The federal government recently poured $36.3-million into the Northleaf Venture Catalyst Fund – the first of many soon-to-come government-sponsored funds comprising Ottawa’s $400-million “Venture Capital Action Plan.” The plan, conceived with the view that Canada’s lacklustre venture capital industry requires a government solution, ignores Canadian evidence that shows government-sponsored venture capital is ineffective. More fundamentally though, it represents a further blurring of the lines between pro-market and pro-business government policy.
We witnessed similar thinking during a recent pre-budget consultation with federal cabinet ministers. In response to the question what should government do to “help businesses grow,” one business participant suggested the government come up with ways to encourage businesses to operate more efficiently – implying the competitive pressures of the market are insufficient. The notion that bureaucrats and politicians have the knowledge and ability to help businesses become more efficient is, no doubt, a far cry from reality.
But we can’t solely fault business people for blurring the lines between markets and government, when federal Finance Minister Jim Flaherty himself claims his new taxpayer-funded venture capital fund will “revitalize Canada’s venture capital sector and increase private-sector investments.” This type of pronouncement belies the evidence on government intervention in the venture capital market.

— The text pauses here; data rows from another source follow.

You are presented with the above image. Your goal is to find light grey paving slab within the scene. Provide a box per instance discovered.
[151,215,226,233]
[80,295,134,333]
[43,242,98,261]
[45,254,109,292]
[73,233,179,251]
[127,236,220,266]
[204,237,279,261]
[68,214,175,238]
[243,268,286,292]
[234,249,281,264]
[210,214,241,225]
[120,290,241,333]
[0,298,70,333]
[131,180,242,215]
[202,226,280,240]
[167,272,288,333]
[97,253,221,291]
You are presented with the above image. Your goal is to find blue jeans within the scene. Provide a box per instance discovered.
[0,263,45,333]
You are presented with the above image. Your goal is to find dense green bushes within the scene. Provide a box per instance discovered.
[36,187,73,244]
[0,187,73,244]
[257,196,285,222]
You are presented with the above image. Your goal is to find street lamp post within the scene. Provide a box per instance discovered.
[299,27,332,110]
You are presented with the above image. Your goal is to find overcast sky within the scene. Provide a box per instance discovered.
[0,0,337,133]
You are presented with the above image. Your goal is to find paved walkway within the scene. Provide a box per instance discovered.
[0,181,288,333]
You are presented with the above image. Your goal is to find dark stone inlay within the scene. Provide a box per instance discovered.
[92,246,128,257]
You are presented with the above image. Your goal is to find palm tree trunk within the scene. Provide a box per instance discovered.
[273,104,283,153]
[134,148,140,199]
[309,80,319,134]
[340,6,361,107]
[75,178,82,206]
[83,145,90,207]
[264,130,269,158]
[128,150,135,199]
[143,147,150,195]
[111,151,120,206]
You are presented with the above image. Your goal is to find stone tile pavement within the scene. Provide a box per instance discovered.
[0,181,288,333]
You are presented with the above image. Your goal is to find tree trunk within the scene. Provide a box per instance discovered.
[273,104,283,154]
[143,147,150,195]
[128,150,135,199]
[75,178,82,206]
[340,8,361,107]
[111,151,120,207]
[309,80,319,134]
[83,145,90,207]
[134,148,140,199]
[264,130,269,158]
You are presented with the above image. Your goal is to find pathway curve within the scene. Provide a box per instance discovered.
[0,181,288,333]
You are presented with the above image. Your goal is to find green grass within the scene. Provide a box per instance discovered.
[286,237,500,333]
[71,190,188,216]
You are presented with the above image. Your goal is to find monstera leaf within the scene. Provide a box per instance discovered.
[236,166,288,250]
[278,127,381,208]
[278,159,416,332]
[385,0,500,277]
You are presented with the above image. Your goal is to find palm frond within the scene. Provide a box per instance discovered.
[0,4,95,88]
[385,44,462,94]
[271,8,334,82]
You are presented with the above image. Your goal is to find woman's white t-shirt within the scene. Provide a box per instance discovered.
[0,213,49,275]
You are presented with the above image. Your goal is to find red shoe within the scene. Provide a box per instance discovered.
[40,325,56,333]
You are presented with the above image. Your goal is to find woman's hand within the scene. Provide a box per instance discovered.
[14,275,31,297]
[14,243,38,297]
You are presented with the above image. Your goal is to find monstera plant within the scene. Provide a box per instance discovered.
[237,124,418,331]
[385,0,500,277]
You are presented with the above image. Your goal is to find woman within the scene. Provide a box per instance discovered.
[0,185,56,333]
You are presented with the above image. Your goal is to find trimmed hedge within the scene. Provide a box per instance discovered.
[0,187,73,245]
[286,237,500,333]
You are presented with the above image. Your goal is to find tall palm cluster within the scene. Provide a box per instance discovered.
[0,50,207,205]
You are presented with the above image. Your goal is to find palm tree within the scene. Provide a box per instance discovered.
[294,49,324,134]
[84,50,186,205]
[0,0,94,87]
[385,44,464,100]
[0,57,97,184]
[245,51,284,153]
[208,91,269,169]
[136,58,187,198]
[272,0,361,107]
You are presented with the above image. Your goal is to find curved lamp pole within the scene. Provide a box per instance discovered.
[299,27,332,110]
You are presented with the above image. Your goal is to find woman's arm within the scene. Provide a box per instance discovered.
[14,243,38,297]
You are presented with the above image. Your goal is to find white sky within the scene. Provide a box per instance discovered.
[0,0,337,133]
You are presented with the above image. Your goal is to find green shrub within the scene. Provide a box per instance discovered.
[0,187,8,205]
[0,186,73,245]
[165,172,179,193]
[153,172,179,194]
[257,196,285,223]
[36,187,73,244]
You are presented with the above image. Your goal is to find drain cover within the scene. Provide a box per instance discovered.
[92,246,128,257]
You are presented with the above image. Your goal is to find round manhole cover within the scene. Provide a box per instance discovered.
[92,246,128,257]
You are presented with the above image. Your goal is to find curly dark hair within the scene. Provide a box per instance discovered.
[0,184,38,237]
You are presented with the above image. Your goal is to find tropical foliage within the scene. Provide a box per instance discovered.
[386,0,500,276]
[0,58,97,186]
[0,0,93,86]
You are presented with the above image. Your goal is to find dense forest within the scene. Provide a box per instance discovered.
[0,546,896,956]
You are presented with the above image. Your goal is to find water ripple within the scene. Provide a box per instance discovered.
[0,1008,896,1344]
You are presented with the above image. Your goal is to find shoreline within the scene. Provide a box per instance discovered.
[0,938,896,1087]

Canadian studies on government-sponsored venture capital and labour-sponsored venture capital corporations have found government venture capital initiatives underperform. Part of the reason is that government lacks the information and/or expertise of private investors, and typically injects political calculations into decision-making.
Yet despite these findings, self-proclaimed pro-market types can sometimes exhibit cognitive dissonance. They claim we need more government “incentives” to “level the playing field” because, of course, their industry is “different,” and in any case it will produce a “multiplier” in the form of more investment and jobs.
Ottawa’s move into venture capital is a reminder that an important distinction exists between government policies that are pro-market and ones that are merely, and unwisely, pro-business. The distinction is one that governments and businesses too often forget.
Markets are decentralized, voluntary and dynamic. They are generally good at allocating resources based on supply and demand. Price signals help inform sellers and buyers how much goods and services ought to cost. Markets deliver this information in a neutral way, without biases toward specific sectors or firms.
With pro-market policies, the government’s role is to establish the rules of the game, including the legal and regulatory frameworks. It allows the market to function efficiently and generate positive economic outcomes, while limiting unnecessary interventions that can cost taxpayers money.
In contrast, pro-business policies involve the government propping certain sectors or firms – in other words, picking winners. But the government is a poor substitute for market forces, since the government and bureaucrats, no matter how well-intentioned, cannot replicate the real-time information produced by the various interactions in the market.
Propping up failing or questionable firms is the most anti-market policy a government can implement, and the roundtable participant’s call for pro-business policies is an example of this pro-business but anti-market thinking. In these instances, politicians are pleased to trade market forces for state intervention, to subsidize certain companies or industries. That’s the political calculus in action.
But the policies that stem from this thinking – such as corporate welfare and regulations that create barriers to entry for new competitors – distort the functioning of markets, and often hurt consumers and other businesses.
There is no better example than the perversity of Canada’s supply management system, which limits competition and artificially secures large profits for a small number of dairy producers at the expense of consumers – especially low-income consumers – who are burdened with less choice and higher prices when purchasing milk and cheese.
Our Fraser Institute colleague, Mark Milke, has extensively documented the federal government’s long history of corporate welfare. His most recent study examining only one federal department – the Department of Industry – found more than $22.1-billion in direct subsidies from 1961 to 2012, including as many as 75 disbursements to the same company.
The solution is not to double down on more pro-business policies that produce these outcomes. Instead, Canada needs a pro-market agenda that eliminates corporate subsidies, liberalizes ownership restrictions in protected sectors such as telecommunications and airlines, and enacts a neutral and competitive tax regime for all businesses and individuals.
These policies would reduce the scope for government interference in the functioning of markets, and eliminate preferences for certain industries or businesses at the expense of their competitors or consumers. That is a positive pro-market agenda that Canadian governments ought to embrace.
Sean Speer is the associate director of fiscal studies and Charles Lammam is resident scholar in economic policy at the Fraser Institute.